“Finitudine” di Telmo Pievani, un romanzo indispensabile

finitudine-copertina

GABRIELLA MONGARDI

È l’equivalente in prosa della Ginestra di Leopardi: ha il rigore cristallino e la consequenzialità di una dimostrazione geometrica, e insieme il lancinante struggimento di un testamento spirituale, il romanzo-saggio di Telmo Pievani, docente di Filosofia delle Scienze Biologiche all’Università di Padova: “Finitudine”, Raffaello Cortina editore 2020, sottotitolo “Un romanzo filosofico su fragilità e libertà”.
“Testamento spirituale” non dell’autore, che è ben vivo e attivo, ma di uno dei due protagonisti dell’opera, lo scrittore francese Albert Camus, a cui Pievani, nella finzione letteraria, allunga di qualche mese la vita in modo che possa ultimare, in articulo mortis, il libro che sta scrivendo a quattro mani con l’amico Jacques Monod, biologo, Nobel per la fisiologia e la medicina nel 1965.

Il romanzo è ambientato nel Centre Hospitalier di Fontainebleau, al capezzale di Camus gravemente ferito in un incidente stradale, a cui Monod, nel corso delle sue otto visite, dal 10 gennaio al 26 giugno 1960, legge le bozze del libro capitolo per capitolo. Alla lettura segue la discussione tra i due amici, e nel loro dialogo emergono altri temi e altre storie, che accrescono ulteriormente l’originalità del libro e ne arricchiscono il messaggio.

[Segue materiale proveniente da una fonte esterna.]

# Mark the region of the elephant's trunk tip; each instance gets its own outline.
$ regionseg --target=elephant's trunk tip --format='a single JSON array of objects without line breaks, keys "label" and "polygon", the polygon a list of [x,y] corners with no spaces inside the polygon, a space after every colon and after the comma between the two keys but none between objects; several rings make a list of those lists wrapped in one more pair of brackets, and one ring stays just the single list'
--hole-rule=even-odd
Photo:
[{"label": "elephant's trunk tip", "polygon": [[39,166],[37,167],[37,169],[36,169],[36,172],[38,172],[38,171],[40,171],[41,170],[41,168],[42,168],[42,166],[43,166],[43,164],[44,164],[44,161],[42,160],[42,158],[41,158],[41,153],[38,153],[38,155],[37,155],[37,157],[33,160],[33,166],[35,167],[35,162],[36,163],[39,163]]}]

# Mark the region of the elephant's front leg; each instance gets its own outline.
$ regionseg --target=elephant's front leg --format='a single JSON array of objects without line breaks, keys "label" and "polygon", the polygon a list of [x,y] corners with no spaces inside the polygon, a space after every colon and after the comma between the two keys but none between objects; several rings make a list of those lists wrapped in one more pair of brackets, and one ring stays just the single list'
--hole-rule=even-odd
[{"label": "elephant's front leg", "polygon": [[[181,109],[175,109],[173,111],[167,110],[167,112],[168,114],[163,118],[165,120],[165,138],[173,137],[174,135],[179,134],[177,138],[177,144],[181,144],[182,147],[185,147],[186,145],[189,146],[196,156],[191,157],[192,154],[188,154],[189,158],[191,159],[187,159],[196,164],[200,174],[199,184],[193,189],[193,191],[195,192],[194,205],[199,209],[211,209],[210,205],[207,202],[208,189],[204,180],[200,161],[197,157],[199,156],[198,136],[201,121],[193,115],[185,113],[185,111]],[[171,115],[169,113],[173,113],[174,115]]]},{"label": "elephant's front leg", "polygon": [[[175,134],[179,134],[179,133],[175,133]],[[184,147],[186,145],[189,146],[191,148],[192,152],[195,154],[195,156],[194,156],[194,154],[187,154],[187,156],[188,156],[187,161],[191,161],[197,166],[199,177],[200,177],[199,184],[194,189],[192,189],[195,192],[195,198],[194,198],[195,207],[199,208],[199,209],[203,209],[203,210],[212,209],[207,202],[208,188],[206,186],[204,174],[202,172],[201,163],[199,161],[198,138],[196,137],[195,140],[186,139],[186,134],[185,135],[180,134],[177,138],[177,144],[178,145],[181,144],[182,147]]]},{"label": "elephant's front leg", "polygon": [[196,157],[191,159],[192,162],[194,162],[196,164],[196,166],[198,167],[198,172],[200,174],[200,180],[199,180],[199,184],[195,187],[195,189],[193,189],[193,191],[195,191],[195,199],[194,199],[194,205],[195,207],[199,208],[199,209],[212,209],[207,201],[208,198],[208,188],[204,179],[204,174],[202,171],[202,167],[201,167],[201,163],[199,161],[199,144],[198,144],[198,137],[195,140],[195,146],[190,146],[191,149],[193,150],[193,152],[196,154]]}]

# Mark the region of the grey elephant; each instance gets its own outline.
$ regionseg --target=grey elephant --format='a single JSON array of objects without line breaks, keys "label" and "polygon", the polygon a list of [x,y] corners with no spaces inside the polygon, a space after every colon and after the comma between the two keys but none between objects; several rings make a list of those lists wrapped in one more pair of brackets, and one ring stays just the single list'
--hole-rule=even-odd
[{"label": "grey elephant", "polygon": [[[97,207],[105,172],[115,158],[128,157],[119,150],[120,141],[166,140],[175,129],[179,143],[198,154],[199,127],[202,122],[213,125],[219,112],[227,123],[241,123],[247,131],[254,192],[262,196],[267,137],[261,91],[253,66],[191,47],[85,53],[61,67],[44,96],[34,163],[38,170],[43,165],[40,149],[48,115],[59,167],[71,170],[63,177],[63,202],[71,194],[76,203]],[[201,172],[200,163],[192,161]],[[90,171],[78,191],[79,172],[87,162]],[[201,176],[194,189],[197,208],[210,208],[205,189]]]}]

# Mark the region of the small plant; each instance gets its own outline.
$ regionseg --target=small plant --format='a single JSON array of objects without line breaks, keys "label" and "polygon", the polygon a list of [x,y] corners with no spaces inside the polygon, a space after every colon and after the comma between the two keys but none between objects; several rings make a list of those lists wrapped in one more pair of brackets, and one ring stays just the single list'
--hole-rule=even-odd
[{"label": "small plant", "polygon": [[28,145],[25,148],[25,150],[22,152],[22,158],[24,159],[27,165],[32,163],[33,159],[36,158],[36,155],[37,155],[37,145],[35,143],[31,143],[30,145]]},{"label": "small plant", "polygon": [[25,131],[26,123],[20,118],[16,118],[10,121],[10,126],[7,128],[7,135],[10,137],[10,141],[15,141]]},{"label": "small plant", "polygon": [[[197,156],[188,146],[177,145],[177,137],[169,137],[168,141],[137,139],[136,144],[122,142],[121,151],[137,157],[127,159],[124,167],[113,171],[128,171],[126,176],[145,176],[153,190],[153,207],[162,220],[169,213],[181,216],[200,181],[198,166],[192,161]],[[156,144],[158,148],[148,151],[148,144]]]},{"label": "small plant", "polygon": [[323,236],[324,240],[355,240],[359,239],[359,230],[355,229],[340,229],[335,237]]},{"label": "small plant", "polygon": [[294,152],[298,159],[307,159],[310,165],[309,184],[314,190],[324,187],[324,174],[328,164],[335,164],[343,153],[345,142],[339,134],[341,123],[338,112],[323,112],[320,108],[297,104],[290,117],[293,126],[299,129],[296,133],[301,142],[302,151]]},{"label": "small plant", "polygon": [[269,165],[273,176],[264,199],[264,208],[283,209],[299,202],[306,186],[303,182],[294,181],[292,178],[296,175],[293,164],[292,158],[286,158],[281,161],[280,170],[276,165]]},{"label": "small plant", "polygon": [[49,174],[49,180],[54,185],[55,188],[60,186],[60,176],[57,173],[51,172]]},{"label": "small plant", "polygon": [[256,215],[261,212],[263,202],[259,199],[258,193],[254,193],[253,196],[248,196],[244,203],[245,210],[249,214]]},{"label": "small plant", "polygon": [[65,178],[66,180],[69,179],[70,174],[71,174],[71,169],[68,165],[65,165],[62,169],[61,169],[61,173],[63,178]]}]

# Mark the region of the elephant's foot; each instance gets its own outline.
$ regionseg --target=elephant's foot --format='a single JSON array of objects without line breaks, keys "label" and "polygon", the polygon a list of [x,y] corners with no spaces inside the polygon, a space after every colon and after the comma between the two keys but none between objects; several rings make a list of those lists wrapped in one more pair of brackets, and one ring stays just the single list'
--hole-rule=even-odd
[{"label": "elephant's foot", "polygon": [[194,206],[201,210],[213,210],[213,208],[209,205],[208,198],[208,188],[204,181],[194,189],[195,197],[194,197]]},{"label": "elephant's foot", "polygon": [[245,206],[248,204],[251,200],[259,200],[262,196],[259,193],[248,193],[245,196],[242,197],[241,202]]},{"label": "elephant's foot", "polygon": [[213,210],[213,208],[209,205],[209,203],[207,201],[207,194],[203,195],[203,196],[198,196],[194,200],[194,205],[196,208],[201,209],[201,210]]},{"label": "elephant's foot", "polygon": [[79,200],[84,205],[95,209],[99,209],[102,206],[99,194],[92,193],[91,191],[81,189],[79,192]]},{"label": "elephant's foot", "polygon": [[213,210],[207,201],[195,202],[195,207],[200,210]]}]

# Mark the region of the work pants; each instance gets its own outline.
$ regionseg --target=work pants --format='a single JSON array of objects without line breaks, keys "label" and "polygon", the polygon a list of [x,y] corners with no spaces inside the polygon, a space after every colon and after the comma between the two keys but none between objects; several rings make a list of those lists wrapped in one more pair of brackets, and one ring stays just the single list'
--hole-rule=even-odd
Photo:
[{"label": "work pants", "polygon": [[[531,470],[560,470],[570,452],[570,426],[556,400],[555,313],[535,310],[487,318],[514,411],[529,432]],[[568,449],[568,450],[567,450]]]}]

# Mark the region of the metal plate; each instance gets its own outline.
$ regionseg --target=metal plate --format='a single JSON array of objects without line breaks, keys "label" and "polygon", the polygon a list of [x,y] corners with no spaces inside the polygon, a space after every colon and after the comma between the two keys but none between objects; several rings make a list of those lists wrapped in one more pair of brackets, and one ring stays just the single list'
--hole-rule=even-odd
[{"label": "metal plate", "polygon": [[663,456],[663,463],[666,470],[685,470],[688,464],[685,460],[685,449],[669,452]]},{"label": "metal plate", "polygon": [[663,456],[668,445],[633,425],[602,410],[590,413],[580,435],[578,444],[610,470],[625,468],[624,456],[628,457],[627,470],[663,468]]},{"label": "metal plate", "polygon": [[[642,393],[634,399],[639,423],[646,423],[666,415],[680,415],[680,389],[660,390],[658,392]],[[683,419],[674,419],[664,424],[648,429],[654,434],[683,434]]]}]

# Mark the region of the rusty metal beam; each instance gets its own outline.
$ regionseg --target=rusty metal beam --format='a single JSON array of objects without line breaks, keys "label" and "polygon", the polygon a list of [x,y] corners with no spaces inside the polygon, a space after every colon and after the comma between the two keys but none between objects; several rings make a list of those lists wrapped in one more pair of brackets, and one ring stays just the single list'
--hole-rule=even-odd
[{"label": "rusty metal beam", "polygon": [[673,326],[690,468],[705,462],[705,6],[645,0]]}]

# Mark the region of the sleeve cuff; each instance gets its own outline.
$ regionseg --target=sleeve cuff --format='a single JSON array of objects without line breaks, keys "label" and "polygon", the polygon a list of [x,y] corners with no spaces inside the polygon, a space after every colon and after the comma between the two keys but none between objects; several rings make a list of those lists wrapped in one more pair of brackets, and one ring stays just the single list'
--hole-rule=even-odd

Le tesi del libro immaginario si rifanno a ciò che Camus e Monod in vita hanno veramente sostenuto, ma la filosofia che scaturisce dalla sintesi è quella di Pievani, è una visione del mondo scientifica e umanistica insieme, che rimanda a Lucrezio e al suo grandioso poema De rerum natura, scritto dall’autore latino nel I sec. a.C., al tempo delle guerre civili che decreteranno la fine della Repubblica di Roma e l’ascesa al potere di Ottaviano Augusto.
Il saggio che i personaggi stanno componendo si presenta infatti come un commento a passi dell’opera lucreziana, «quel manoscritto radicalmente disturbante eppure fedelmente e segretamente conservato per secoli», ritrovato nell’abbazia benedettina di Fulda agli albori del Rinascimento dall’umanista fiorentino Poggio Bracciolini. Un commento non filologico-stilistico, ma scientifico-filosofico, che fa proprio l’insegnamento profondo dell’autore antico, pur “aggiornandolo” alle conoscenze, alla sensibilità e alle idee moderne.

«Scoprire di essere fatti della stessa materia delle stelle, degli oceani e di tutti gli esseri terrestri ha un valore scientifico, filosofico e poetico. Insieme. Ancor più ne ha se ci accorgiamo di essere liberi dentro questa appartenenza. Si sprigiona un’energia erotica nel comprendere il mondo, noi stessi, la natura delle cose. Nel farsi bastare la compagnia dei mortali.»
«La scienza arricchisce la cultura, ne fa parte, sposta i problemi e li riempie di nuovi contenuti. Da sola non basta, d’accordo, ma senza di lei le altre discipline sono vuote, diventano chiacchiere autoreferenziali.»
«Anche grazie alla scienza, la nostra contingenza e la nostra finitudine non implicano né nichilismo né cinismo, ma, al contrario, impegno, ricerca, solidarietà umana, rivolta contro ogni padrone e lotta per la giustizia, una vita vissuta appieno in ogni istante.»
«Anche se ognuno di noi finirà, anche se la Terra finirà, anche se le galassie si raffredderanno, anche se l’universo in un gran botto finirà, anche se tutto cadrà in una notte perpetua, nulla potrà cancellare il fatto che, in un angolo marginale del cosmo, è esistita una specie in grado di comprendere la propria finitudine e di sentirsi libera di sfidarla.»